As a frequent Ansible user and (less frequent) contributor, I’m very excited that Ansible 2.0 has been launched. It’s definitely a huge milestone, and must have been stressful with the recent acquisition, so congratulations to the team.

While blocks in playbooks aren’t exactly a game-changer in the automation world, they do simplify writing playbooks while keeping them clean as ever. One of the reasons1 I converted to Ansible is that other tools, especially the Ruby based ones, simply devolve into Ruby scripts with a few extras and un-debuggable logic.

Of course, there’s still some work to be done. Recently, I’ve needed to deploy secrets (e.g. SSH keys), which lead me to look into Ansible Vault. The glaring weakness is that you can’t upload an encrypted file easily. Basically, only variables from encrypted YAML files are really supported. This could be solved with a method à la lookups, but alas none of the pull requests made it for 2.0. Luckily, it’s still been worked on.

There’s also the matter of using symmetric encryption, which means a single, and ideally secret key needs to be shared. This is a huge problem in (Dev)Ops: Say one guy leaves and you’ll have to rotate all keys.

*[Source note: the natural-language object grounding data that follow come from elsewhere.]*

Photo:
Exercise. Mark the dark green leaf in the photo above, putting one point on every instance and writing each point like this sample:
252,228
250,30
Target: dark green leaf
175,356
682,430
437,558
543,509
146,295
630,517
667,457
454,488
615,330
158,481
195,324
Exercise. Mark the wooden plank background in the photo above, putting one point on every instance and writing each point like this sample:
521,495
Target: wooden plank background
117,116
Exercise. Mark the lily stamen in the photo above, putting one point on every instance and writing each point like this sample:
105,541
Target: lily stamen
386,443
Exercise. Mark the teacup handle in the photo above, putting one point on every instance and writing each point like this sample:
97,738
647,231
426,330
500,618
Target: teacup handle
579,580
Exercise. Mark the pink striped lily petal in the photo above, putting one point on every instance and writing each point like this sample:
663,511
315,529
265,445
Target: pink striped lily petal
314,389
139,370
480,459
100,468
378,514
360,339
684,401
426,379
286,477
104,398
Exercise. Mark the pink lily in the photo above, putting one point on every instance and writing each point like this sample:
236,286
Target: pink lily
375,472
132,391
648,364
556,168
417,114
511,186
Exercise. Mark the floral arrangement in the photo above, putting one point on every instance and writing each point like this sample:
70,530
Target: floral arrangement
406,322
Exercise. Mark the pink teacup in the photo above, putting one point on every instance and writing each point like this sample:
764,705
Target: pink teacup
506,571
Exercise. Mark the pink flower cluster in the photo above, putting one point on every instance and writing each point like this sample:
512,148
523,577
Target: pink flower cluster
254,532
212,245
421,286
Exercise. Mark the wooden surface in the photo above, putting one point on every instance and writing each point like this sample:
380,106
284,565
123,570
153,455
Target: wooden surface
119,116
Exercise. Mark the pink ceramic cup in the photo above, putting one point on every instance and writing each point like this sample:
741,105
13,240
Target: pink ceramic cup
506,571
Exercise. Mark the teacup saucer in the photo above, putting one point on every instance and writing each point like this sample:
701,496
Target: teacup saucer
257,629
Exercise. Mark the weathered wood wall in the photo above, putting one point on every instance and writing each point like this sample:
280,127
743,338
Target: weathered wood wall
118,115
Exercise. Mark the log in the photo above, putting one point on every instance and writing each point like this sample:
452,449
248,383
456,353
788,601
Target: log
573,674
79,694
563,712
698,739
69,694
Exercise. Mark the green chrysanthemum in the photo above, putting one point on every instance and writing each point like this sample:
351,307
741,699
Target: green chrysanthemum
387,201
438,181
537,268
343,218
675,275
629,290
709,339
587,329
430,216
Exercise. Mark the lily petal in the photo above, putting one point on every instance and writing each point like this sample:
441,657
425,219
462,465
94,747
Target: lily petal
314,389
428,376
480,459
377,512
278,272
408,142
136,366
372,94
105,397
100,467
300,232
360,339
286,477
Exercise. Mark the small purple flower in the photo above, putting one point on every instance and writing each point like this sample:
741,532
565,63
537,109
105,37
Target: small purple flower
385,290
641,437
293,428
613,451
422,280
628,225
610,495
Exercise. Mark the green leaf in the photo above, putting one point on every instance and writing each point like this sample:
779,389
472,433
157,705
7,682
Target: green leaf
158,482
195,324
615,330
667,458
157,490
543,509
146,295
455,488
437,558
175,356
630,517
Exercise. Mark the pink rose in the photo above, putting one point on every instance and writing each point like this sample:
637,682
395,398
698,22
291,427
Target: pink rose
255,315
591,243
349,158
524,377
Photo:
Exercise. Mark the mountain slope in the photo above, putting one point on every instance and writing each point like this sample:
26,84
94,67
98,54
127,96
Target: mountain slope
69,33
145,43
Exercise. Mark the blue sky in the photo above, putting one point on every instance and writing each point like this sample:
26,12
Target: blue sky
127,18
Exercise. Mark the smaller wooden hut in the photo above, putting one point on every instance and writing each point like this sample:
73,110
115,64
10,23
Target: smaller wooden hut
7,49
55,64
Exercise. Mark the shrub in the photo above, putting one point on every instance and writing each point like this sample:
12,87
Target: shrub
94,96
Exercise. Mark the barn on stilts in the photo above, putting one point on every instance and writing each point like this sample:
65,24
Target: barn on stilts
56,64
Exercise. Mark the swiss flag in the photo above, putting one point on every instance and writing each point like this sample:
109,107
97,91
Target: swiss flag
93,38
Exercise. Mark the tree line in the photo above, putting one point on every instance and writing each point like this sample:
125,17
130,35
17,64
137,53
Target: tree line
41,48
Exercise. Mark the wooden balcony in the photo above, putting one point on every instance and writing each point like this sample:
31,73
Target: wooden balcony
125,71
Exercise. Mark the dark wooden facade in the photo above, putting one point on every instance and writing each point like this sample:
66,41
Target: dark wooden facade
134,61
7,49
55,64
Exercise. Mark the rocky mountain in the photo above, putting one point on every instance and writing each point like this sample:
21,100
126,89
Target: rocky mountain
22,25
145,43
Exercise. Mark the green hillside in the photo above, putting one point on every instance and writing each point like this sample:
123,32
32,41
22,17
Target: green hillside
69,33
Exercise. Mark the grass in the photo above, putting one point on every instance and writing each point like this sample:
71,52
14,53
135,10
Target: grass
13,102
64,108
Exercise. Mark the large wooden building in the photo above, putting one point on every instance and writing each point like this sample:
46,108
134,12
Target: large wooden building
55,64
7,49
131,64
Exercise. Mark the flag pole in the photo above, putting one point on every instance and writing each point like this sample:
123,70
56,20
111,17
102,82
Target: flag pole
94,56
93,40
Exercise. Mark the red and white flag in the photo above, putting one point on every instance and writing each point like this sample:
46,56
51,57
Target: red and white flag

PGP/GPG keys solve this a bit more elegantly, and to be honest I trust asymmetric encryption more than symmetric AES 2. So GPG support would be nice. Of course, there’s no magic bullet and bootstrapping secrets securely remains as hard as ever.


[1]

The second being that the agent-less architecture is so good for containers. 

[2]

Although I’m no crypto expert, so that’s pretty much superstition. There’s a hint of truth to this, as in practice symmetric encryption “encourages” short keys that can be remembered (i.e. a password and password-based thinking). It takes ages to unlearn this and to use proper keys which are treated with paranoia and respect. It also doesn’t help that GPG is almost unusably complicated.